Dwellings on Green Belt Site Dismissed at Appeal, Inspector Concludes “Significant Harm” to World Heritage Site & Conservation Area

Dwellings on Green Belt Site Dismissed at Appeal, Inspector Concludes “Significant Harm” to World Heritage Site & Conservation Area

Outline proposals for the development of 15 dwellings on a Green Belt site in Larkhall have been dismissed at appeal, with the Inspector citing “significant harm that would arise to the [World Heritage Site] and to the setting of the conservation area.” (see the appeal decision here.)

An earlier application for 18 homes, submitted in 2020, was also dismissed at appeal in 2021 because of “the totality of the harm” to multiple heritage assets, including the setting of the Bath Conservation Area and the World Heritage Site (see the appeal decision here).
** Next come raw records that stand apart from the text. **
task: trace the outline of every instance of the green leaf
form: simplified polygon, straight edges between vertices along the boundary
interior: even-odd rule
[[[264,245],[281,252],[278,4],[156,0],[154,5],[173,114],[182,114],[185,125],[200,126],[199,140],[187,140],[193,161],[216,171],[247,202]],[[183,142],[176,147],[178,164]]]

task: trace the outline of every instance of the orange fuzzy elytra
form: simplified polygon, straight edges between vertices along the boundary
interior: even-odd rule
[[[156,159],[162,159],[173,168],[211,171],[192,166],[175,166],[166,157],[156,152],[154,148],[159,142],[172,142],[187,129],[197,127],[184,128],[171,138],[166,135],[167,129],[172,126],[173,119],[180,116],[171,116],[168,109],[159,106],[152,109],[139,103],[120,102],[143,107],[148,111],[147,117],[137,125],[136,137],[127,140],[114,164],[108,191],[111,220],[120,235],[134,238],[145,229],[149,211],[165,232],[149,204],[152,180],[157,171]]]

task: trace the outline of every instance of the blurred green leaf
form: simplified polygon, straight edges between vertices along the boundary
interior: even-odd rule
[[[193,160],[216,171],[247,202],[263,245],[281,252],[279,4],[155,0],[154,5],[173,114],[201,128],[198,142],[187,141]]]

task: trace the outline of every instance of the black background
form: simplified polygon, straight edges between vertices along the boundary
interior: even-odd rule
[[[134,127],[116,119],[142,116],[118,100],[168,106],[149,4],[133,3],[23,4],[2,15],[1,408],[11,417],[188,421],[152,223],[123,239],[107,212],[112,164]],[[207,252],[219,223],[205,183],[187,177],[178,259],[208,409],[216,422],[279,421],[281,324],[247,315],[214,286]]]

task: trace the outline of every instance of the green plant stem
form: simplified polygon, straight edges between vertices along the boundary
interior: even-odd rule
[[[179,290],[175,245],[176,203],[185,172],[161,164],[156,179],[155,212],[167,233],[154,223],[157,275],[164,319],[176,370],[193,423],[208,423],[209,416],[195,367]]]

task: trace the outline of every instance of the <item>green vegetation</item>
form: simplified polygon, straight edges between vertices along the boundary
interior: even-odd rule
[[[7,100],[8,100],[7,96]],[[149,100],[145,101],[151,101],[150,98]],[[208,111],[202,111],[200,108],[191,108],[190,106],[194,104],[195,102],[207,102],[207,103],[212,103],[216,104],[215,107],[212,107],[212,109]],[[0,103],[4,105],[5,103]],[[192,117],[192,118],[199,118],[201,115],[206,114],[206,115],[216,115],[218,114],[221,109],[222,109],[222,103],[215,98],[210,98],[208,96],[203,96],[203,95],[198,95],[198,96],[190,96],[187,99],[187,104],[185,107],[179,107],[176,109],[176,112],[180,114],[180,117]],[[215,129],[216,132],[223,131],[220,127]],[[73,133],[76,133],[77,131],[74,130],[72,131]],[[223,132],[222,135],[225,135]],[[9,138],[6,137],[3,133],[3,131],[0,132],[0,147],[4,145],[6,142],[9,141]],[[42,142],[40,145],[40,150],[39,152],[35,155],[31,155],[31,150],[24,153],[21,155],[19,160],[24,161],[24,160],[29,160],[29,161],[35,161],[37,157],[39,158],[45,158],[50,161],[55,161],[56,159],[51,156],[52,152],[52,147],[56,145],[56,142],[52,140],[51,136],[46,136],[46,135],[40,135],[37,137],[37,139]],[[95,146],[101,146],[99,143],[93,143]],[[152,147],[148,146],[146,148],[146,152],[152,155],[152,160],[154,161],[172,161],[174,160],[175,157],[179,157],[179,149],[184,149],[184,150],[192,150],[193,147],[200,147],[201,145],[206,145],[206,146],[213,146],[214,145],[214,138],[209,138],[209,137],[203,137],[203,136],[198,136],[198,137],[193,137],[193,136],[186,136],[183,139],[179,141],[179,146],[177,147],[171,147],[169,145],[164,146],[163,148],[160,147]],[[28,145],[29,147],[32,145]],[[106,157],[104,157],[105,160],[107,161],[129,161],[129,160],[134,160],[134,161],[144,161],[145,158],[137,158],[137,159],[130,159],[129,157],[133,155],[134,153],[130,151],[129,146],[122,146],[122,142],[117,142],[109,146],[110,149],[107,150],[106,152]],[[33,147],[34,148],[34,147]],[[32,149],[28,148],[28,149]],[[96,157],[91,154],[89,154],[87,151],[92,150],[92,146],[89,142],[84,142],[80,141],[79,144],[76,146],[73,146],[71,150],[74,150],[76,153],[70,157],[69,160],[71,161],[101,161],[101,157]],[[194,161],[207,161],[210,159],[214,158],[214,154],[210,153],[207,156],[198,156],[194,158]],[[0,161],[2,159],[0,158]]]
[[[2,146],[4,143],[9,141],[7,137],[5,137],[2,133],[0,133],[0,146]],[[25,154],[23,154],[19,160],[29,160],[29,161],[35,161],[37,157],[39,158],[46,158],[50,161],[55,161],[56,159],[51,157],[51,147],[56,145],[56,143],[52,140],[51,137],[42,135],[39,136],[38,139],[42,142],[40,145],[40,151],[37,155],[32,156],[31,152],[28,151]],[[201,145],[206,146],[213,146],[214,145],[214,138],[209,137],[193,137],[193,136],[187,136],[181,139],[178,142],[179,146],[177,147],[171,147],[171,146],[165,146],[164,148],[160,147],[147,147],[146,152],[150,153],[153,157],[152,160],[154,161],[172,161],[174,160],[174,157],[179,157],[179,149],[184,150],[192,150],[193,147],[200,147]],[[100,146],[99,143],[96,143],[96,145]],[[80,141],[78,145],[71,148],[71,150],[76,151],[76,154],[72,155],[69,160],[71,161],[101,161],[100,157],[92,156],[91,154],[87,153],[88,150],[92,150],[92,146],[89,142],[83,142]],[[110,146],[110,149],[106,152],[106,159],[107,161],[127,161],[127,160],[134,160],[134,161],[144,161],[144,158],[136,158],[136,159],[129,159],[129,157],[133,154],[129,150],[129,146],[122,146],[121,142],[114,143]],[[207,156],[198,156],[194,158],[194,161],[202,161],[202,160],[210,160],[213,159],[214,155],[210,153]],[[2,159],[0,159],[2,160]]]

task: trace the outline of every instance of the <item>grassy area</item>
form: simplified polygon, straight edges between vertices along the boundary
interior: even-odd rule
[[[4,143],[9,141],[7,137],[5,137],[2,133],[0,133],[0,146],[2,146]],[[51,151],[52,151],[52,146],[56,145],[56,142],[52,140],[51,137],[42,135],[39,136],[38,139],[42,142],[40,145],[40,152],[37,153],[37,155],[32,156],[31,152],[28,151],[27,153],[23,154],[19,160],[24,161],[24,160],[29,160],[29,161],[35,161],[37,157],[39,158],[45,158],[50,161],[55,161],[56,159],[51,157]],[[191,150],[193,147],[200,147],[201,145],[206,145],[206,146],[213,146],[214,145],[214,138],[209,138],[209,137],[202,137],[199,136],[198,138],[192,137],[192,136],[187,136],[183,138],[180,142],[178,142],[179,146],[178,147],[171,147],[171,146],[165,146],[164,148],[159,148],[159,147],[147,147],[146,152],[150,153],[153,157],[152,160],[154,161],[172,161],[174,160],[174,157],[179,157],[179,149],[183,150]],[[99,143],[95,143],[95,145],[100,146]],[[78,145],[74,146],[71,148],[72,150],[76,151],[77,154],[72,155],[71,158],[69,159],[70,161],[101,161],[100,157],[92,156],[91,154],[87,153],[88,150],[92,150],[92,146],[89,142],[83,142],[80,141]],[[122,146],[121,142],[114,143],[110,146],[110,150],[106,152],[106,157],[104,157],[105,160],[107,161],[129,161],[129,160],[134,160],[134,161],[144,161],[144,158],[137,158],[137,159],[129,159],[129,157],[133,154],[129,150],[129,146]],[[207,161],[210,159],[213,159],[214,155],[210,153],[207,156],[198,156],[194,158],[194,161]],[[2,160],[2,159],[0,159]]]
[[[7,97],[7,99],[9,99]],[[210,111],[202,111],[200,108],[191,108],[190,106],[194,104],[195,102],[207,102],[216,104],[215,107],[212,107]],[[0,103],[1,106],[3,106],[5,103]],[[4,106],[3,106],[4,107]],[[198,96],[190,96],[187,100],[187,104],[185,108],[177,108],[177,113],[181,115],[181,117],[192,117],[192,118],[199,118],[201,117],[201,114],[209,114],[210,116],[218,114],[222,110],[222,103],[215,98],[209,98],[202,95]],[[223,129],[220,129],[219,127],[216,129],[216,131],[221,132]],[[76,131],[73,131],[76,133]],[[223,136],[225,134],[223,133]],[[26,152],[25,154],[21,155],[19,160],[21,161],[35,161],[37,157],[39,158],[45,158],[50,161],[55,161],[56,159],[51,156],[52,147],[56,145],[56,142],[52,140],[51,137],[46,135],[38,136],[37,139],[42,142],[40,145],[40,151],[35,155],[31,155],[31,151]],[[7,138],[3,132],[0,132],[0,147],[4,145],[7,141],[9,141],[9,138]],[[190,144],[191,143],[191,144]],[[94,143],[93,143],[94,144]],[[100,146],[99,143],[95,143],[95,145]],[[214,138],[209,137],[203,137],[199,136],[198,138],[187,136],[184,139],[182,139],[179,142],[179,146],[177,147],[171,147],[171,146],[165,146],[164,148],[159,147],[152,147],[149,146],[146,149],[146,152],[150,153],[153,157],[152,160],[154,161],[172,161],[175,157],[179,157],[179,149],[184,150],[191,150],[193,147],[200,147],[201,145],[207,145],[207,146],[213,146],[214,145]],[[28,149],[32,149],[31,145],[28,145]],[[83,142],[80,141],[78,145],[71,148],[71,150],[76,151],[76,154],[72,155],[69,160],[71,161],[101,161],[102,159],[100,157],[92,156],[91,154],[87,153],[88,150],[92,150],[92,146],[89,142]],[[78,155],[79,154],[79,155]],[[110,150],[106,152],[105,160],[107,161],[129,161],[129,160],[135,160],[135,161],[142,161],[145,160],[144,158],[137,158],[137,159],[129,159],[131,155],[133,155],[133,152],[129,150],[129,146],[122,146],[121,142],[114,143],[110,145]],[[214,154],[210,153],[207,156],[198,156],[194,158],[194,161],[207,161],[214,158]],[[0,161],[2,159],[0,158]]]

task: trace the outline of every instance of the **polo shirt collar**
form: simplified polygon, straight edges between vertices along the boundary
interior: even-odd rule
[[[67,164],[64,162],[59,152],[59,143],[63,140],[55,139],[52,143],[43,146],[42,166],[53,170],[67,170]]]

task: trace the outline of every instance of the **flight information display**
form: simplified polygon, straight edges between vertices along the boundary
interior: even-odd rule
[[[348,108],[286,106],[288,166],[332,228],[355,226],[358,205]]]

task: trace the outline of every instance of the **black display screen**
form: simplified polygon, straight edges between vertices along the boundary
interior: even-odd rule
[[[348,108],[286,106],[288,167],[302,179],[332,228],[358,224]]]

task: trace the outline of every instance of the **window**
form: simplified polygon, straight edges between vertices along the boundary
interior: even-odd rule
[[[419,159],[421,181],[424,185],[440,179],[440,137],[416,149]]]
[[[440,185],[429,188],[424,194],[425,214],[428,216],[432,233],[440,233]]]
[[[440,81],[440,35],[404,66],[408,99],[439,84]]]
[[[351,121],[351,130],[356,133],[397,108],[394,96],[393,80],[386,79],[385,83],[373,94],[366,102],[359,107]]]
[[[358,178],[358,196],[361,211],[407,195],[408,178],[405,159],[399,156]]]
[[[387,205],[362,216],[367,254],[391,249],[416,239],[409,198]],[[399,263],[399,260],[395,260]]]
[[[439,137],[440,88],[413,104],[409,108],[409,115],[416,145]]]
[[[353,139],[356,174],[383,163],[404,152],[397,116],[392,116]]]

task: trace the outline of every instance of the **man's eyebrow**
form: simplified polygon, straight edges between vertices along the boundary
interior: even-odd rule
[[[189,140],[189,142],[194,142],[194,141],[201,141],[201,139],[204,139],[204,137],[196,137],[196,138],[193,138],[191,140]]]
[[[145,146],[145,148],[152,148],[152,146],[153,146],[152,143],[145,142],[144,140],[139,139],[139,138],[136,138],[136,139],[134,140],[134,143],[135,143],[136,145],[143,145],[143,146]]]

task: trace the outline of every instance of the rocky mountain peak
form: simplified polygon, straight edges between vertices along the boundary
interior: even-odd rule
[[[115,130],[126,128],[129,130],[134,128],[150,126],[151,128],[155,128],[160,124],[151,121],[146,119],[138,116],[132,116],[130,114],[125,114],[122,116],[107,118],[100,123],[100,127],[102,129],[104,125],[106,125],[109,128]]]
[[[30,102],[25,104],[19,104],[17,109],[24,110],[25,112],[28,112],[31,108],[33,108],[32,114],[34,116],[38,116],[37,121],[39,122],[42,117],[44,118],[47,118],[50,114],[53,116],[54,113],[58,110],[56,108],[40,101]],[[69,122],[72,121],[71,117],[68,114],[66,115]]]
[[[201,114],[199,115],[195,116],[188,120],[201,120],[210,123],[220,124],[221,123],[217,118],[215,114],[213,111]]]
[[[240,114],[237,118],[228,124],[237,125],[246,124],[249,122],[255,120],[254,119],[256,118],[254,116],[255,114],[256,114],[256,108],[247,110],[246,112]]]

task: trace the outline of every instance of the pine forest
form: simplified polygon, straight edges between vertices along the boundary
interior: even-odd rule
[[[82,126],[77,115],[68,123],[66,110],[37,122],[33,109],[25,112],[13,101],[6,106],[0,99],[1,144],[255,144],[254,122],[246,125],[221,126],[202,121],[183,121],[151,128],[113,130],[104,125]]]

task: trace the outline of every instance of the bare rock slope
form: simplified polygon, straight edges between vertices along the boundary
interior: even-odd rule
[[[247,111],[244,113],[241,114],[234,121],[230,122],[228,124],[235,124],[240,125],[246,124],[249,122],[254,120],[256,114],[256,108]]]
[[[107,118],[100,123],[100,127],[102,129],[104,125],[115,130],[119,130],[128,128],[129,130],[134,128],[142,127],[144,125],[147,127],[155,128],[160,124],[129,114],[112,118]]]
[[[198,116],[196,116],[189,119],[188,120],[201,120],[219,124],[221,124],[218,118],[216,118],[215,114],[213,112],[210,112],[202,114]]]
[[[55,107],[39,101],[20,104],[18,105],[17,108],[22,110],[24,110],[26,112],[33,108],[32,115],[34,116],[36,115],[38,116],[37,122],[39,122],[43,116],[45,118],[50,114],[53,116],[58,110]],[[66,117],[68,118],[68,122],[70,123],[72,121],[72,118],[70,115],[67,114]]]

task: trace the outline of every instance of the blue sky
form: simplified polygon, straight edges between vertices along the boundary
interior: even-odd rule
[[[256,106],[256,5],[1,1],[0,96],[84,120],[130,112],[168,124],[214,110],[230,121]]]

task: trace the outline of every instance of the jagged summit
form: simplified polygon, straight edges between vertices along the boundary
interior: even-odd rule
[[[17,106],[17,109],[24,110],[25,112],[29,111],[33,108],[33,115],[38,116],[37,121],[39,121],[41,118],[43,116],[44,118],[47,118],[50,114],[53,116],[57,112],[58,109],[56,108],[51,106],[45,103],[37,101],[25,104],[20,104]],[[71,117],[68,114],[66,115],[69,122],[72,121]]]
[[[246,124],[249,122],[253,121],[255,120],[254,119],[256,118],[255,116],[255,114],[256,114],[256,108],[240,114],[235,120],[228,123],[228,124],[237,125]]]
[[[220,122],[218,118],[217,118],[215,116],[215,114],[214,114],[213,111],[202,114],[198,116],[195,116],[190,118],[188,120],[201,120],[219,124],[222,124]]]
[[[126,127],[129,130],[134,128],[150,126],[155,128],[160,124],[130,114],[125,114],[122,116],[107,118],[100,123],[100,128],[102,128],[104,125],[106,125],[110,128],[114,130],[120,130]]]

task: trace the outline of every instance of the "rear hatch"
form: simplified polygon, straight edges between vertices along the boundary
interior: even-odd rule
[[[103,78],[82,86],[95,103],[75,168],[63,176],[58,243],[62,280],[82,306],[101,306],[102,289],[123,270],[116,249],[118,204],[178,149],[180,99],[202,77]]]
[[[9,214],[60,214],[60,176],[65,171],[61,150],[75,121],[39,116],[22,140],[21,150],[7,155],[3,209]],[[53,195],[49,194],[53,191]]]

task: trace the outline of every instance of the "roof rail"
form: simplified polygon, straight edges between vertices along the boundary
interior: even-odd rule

BPT has continued to oppose development on this green field site, which forms a significant transition point between Bath’s residential edge and its open landscape setting, where development would result in harm to the Green Belt, and World Heritage Site setting, and would fail to reflect or reinforce local distinctiveness and townscape character (read our objection response here). This harm would not be outweighed by public benefit. And there is little evidence to support the provision of genuinely affordable homes.

In response to this latest application, the Inspector concluded that “the adverse impacts arising from the proposal would significantly and demonstrably outweigh the aforementioned benefits, and the suggested conditions would not overcome these substantial harms.”